Saltovo-Maiatskoe Culture

Saltovo-Maiatskoe Culture

 

an archaeological culture whose remains were left by seminomadic peoples in the Don and Azov regions in the eighth and ninth centuries. The culture arose among the nomads of the Khazar Kaganate during the transition from a nomadic to a sedentary way of life, when feudal relations were being established. The culture was destroyed by the Pechenegs at the turn of the tenth century.

There are more than 200 known remains of the Saltovo-Maiatskoe culture, including remains of nomad camps, settlements, castles, cities, and burial grounds. Investigations began in 1900 with the excavation of the Saltovo burial ground in the village of Verkhnee Saltovo, Kharkov Oblast, and in 1906 with the excavation of the Maiatskoe Gorodishche, located where the Tikhaia Sosna River empties into the Don, in Voronezh Oblast.

There are two variants of the Saltovo-Maiatskoe culture: the forest-steppe Alan culture and the steppe Bulgar culture. The Alan culture is characterized by agricultural settlements, castles with white stone walls, and catacomb burials, and the Bulgar culture is characterized by nomad camps and pit burials. The steppe dwellers who settled along the lower Don also built white stone castles and lived in large cities, for example, Sarkil, Tamatarkha, and Phanagoria.
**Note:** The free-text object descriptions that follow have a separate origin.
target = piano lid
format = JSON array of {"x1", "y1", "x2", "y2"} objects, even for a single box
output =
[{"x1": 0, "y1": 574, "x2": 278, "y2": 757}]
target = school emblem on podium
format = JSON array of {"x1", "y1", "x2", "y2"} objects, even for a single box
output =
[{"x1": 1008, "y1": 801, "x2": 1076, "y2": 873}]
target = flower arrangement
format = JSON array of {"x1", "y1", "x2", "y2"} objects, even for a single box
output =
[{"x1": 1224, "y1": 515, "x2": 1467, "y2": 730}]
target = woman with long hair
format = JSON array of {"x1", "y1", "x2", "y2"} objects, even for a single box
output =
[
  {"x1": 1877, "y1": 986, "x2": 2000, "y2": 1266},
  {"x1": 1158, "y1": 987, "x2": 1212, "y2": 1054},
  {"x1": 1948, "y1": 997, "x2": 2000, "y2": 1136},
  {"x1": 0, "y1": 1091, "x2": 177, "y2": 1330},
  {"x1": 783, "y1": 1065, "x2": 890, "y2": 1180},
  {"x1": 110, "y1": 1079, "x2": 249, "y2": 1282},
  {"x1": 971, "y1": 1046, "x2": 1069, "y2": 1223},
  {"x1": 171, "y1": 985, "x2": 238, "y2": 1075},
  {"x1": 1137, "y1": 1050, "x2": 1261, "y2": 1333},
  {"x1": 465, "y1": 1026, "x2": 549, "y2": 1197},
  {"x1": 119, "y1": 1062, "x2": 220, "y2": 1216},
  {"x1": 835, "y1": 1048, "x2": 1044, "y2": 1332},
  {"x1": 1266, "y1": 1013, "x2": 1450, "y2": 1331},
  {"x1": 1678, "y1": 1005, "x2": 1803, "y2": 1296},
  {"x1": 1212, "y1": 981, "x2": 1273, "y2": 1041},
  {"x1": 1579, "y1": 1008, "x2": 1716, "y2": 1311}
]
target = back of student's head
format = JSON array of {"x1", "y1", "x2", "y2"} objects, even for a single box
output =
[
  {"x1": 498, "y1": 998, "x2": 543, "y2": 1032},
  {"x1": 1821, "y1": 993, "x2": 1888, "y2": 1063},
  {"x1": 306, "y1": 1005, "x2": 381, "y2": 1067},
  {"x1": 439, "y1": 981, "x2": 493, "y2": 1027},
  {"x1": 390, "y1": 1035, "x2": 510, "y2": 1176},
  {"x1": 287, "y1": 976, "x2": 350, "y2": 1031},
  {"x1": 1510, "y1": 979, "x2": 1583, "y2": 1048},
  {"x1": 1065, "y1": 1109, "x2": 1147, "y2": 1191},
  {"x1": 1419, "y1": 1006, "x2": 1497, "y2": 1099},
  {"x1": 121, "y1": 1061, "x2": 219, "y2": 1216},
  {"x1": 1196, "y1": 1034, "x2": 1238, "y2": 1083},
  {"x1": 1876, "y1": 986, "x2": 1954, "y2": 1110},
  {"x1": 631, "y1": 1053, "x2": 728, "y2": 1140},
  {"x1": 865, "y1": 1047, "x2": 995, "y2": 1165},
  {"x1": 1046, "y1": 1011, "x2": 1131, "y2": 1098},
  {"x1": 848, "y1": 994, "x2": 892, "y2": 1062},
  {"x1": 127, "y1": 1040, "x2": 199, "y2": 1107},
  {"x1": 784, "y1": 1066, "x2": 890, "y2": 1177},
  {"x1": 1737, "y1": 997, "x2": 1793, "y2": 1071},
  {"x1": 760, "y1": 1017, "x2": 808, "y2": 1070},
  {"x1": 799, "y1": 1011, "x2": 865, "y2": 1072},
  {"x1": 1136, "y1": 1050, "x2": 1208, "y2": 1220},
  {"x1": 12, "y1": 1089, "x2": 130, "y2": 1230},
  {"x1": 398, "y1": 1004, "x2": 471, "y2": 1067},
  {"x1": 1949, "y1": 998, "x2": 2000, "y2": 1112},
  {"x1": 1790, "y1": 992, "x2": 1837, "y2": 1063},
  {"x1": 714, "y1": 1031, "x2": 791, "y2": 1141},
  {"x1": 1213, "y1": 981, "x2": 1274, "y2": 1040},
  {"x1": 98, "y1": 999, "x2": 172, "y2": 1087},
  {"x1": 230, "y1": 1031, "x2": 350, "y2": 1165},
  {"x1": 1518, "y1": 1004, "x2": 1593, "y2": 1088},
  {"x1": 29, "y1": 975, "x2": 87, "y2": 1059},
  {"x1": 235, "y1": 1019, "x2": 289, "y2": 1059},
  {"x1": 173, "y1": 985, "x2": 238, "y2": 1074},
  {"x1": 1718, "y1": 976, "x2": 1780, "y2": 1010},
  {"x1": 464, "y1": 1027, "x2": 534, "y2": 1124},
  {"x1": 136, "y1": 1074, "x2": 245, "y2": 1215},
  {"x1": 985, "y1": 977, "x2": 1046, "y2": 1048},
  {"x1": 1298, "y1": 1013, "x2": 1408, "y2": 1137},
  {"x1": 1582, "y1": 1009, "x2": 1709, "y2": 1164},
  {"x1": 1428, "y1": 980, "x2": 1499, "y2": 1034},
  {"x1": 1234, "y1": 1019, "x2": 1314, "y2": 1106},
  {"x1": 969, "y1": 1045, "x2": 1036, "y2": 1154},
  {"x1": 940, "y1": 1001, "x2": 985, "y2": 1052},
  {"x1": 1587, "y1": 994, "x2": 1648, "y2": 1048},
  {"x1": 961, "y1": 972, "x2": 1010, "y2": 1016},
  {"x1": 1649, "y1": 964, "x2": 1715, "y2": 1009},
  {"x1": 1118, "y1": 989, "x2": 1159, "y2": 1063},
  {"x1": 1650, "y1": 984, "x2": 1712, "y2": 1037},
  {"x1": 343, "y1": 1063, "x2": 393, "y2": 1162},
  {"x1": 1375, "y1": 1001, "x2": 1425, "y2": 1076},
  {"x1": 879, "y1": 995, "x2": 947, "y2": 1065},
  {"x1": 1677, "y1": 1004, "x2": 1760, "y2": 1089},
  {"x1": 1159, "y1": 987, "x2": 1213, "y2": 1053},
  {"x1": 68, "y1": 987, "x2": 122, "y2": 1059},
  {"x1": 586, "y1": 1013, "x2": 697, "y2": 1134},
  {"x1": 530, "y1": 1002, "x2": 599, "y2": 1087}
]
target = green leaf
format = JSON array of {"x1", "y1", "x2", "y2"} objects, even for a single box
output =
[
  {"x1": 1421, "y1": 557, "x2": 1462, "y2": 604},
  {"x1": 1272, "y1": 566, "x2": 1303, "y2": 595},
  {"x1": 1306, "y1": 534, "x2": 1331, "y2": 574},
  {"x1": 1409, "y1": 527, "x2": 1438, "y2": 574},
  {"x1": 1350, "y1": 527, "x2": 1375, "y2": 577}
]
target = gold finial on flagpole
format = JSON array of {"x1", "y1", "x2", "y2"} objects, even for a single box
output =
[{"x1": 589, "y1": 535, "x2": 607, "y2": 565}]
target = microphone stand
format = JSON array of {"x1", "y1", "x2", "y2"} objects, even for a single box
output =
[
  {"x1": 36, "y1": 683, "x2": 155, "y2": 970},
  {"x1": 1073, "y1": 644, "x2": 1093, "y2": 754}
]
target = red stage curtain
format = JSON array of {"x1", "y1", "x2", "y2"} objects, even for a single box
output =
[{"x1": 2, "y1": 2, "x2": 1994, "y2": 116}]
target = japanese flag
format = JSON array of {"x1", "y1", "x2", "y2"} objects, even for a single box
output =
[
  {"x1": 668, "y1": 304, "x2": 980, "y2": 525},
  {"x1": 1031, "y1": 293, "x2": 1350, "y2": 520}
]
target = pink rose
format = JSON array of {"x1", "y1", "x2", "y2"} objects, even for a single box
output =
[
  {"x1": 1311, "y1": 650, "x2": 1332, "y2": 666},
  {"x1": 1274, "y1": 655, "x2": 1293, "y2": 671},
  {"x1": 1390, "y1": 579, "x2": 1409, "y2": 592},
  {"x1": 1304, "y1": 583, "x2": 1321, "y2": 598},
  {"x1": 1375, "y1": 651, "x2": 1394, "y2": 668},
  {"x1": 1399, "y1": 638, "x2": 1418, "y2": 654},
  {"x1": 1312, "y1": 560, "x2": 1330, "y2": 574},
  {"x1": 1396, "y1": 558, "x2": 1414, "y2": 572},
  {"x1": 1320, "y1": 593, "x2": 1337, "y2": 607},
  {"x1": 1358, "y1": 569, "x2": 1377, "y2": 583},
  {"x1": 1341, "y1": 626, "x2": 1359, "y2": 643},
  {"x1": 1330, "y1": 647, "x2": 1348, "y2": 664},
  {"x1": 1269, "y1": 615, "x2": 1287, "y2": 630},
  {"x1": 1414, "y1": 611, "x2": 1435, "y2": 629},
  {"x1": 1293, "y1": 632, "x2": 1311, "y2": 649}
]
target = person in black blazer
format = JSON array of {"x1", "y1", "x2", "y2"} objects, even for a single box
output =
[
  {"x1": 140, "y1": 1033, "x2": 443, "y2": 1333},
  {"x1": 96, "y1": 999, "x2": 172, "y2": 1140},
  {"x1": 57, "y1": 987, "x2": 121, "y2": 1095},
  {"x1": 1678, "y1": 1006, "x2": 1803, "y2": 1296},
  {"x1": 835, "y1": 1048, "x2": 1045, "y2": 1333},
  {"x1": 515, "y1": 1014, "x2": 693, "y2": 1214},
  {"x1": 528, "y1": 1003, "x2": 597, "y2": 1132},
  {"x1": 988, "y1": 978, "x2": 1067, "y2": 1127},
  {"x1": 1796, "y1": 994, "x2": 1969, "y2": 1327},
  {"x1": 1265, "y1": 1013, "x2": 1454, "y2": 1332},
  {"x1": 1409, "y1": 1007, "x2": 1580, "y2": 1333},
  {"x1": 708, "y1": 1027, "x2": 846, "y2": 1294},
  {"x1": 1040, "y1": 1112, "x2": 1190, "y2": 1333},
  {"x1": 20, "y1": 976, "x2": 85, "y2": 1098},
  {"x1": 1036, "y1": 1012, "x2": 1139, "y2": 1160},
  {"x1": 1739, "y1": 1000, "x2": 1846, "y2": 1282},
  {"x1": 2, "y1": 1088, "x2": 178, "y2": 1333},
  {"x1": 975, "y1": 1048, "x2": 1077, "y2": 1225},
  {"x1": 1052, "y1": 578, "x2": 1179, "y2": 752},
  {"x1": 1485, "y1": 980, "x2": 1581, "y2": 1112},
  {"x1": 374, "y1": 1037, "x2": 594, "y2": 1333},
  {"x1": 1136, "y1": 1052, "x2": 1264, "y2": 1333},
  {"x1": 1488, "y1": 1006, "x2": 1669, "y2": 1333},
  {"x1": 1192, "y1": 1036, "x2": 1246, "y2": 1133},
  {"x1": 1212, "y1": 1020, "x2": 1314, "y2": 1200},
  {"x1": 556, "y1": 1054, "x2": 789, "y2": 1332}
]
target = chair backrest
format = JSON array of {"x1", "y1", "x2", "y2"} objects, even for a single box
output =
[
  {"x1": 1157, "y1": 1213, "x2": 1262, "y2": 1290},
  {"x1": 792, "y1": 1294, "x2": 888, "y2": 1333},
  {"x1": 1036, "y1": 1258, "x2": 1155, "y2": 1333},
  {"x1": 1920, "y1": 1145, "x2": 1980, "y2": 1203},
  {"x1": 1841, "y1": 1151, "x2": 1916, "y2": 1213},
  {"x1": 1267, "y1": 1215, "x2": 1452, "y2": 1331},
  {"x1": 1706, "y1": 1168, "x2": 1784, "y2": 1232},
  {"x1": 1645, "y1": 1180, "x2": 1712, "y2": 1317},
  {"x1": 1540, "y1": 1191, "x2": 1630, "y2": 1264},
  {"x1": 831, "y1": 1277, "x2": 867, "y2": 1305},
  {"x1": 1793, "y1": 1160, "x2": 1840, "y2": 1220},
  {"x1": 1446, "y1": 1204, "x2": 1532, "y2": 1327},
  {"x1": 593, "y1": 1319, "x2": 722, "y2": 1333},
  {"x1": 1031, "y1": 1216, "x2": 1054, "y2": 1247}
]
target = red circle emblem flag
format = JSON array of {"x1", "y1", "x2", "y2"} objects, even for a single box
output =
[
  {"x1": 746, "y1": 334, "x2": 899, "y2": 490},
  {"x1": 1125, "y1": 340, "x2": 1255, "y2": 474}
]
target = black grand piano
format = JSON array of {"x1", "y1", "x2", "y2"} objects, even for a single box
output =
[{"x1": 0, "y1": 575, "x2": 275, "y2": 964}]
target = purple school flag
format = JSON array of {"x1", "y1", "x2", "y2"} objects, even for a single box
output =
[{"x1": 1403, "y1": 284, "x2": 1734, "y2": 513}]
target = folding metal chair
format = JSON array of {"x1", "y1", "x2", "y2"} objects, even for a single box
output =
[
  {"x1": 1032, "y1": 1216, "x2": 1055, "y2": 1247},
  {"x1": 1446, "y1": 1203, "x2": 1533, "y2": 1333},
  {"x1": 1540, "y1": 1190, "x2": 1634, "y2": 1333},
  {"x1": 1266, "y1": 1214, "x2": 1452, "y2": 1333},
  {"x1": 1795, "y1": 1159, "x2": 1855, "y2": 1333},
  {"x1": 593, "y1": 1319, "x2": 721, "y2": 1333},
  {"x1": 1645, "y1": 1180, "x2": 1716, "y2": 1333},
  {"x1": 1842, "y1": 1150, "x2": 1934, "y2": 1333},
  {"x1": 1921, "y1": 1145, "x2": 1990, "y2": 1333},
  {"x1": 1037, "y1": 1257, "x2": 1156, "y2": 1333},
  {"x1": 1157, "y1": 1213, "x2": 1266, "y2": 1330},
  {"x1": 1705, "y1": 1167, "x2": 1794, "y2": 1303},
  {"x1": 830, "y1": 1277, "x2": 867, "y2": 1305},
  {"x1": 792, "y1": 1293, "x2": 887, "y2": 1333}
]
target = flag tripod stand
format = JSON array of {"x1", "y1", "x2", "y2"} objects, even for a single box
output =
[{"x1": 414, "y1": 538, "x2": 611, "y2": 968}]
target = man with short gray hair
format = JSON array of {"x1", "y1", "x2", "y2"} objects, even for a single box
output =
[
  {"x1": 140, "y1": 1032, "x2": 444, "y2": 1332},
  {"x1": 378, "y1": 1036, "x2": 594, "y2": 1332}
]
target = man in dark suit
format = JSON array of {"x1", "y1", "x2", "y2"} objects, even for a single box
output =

Both variants of the culture developed in the same manner economically.

Cultures similar to the Saltovo-Maiatskoe culture are known to have existed in areas settled by the Alans and the ancient Bulgars, including the eastern Crimea, the Middle Volga Region, and the lower Danube.

REFERENCES

Tr. Volgo-Donskoi arkheologicheskoi ekspeditsii, vols. 1–3. Moscow-Leningrad, 1958–63. (Materialy i issledovaniia po arkheologii SSSR, nos. 62, 75, 109.)
Merpert, N. la. K voprosu o drevneishikh bolgarskikhplemenakh. Kazan, 1957.
Artamonov, M. I. Istoriia khazar. Leningrad, 1962.
Pletneva, S. A. Ot kochevii kgorodam. Moscow, 1967.